De kern van de aarde bestaat uit een vaste binnenkern en een vloeibare buitenkern, beide grotendeels gemaakt van ijzer. Buiten deze delen bevinden zich de mantel en vervolgens de korst waarop we leven. Aardwetenschappers hebben getheoretiseerd dat de kern van de aarde verantwoordelijk is voor het magnetische veld van de planeet en voor platentektoniek.
De binnenkern van de aarde heeft een straal van iets meer dan 1.200 kilometer. Het bestaat uit massief ijzer en een nikkellegering samen met een lichter element - waarschijnlijk zuurstof. De binnenkern is afgekoeld sinds de vorming van de aarde, maar de temperatuur is nog steeds vergelijkbaar met die op het oppervlak van de zon.

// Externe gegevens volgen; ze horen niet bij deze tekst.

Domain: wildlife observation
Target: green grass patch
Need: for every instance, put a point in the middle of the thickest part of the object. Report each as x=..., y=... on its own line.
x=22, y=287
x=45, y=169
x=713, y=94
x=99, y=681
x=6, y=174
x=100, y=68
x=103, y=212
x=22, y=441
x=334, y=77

Door zijn temperatuur kan het ijzer dat erin zit niet gemagnetiseerd worden.
De buitenste kern is ongeveer 2.200 kilometer dik en is gemaakt van vloeibaar ijzer en een nikkellegering. Het heeft een lagere temperatuur dan die van de binnenkern, variërend van 4.400 graden Celsius in het deel dat zich het dichtst bij de mantel bevindt tot 6.100 graden Celsius in het deel dat zich het dichtst bij de binnenkern bevindt. Door de beweeglijkheid van de buitenste kern kan deze elektrische stromen genereren.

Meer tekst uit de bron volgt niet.